RHM.Photo said, 1733744018

Sandra Blu said

i dumped a (semi) boyfriend last year because he had a massive issue with nude pics, good riddance honestly. I like being single and I like nude photos so any man wanting a relationship needs to be super cool about it. I on the other hand am super cool about a partner shooting naked women so I guess I need to find myself a photographer boyfriend?

(Bats eyelashes. I can cook excellent Spanish food -wink wink)


Having met you and seen what you write on here, I have no idea how you can possibly be single! 

Gray2 said, 1733745317

I started portrait/model photography around eight years ago before my wifes death six years ago. She used to help critique my images although had no real interest in photography, something I had been doing since my teens and during our 41 years together.

After my wifes death I put all my energy into mainly model photography with a few shoots abroad and loads at my local studio. Five years ago I met my partner and was upfront with her from the start that model shoots was something I was doing and had no intention in stopping what I enjoyed doing. My partner doesn't have any interest in what I do other than is happy if I am happy. I do show her what I put on PP and other sites so she knows what type of images I take. I have not shot abroad recently but she is quite happy for me to do so as long as we have holidays also. She would definitely object if I was to start participating in my own images with models as would I :)
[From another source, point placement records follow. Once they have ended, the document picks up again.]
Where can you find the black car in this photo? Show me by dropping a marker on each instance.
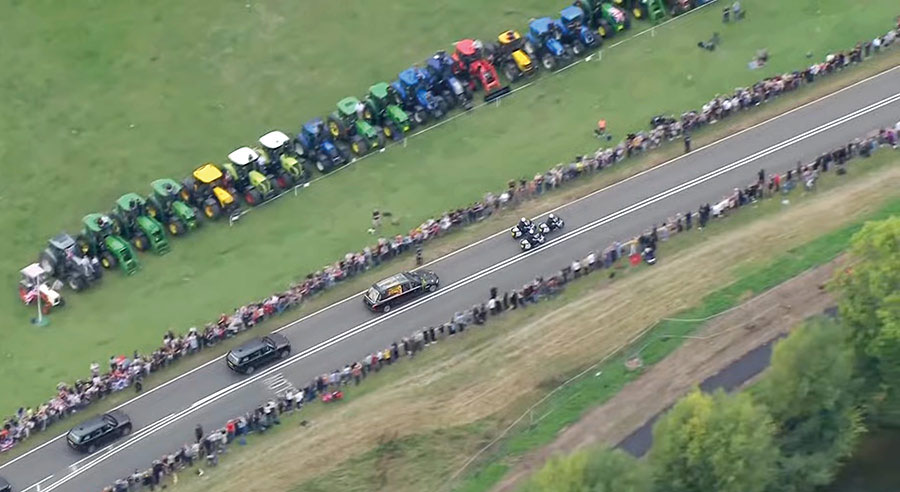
(384, 295)
(258, 352)
(94, 433)
(530, 241)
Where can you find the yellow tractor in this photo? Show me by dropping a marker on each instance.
(208, 189)
(509, 55)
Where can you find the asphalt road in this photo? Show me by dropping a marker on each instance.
(165, 417)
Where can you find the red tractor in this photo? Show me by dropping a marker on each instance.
(470, 60)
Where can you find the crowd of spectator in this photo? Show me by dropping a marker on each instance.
(121, 372)
(207, 447)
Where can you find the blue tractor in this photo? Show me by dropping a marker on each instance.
(413, 95)
(544, 42)
(573, 31)
(314, 144)
(441, 78)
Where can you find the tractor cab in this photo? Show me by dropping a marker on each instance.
(574, 33)
(543, 41)
(242, 168)
(277, 161)
(62, 259)
(33, 283)
(209, 190)
(379, 110)
(165, 205)
(314, 144)
(130, 220)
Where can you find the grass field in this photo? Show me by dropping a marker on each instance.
(129, 91)
(436, 411)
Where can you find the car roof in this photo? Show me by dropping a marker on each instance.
(392, 281)
(88, 425)
(243, 156)
(274, 139)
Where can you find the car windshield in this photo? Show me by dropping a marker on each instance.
(373, 294)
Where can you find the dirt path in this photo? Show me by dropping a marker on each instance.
(721, 342)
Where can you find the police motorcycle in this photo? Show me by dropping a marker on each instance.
(522, 228)
(553, 223)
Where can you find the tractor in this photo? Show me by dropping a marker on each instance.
(251, 184)
(574, 34)
(209, 190)
(344, 123)
(509, 54)
(279, 162)
(604, 17)
(33, 284)
(131, 221)
(394, 122)
(543, 42)
(63, 260)
(164, 204)
(472, 59)
(97, 240)
(413, 96)
(444, 76)
(646, 9)
(314, 144)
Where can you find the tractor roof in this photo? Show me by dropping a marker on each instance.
(379, 90)
(507, 37)
(62, 241)
(207, 173)
(466, 47)
(571, 13)
(274, 139)
(408, 77)
(541, 26)
(347, 105)
(243, 156)
(165, 186)
(92, 221)
(125, 201)
(33, 271)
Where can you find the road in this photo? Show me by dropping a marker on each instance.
(165, 416)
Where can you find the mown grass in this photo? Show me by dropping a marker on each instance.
(411, 458)
(126, 92)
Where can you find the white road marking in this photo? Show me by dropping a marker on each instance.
(474, 277)
(488, 238)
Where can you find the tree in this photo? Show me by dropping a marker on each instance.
(560, 474)
(866, 291)
(610, 470)
(809, 391)
(720, 442)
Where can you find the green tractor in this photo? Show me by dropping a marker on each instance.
(279, 160)
(131, 221)
(97, 240)
(380, 111)
(345, 124)
(166, 206)
(253, 185)
(604, 17)
(207, 188)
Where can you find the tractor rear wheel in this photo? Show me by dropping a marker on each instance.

As has been said. Full disclosure from the start is always the best policy in my opinion.

As a model I always think it would be harder to explain to a new partner what they enjoy doing whether for pleasure or work. I have seen both sides to the story with some models having problems and others whose partners are quite happy with what they do. But we live in different times these days where the internet has changed many peoples views on things.

Sandra Blu said, 1733747860

RHM.Photo

self employed immigrant running a business in central London so I don't have much of a life (outside of work). I may be able to find a husband once I retire (crosses fingers).

(Gentlemen please form an orderly queue)

Edited by Sandra Blu

Orson Carter said, 1733748463

Sandra Blu said

RHM.Photo

self employed immigrant running a business in central London so I don't have much of a life (outside of work). I may be able to find a husband once I retire (crosses fingers).

(Gentlemen please form an orderly queue)

 


Damn. I fail on both counts. I'm not a gentleman, and I'm often disorderly. 

Hang on... There's another reason, isn't there... I'm already married. Oops! 


RHM.Photo said, 1733753570

Sandra Blu said

self employed immigrant running a business in central London so I don't have much of a life (outside of work). I may be able to find a husband once I retire (crosses fingers).

(Gentlemen please form an orderly queue)


By then you could dispense with putting up with any gentleman's foibles and simply enjoy the company of gigolos on a fully expendable basis!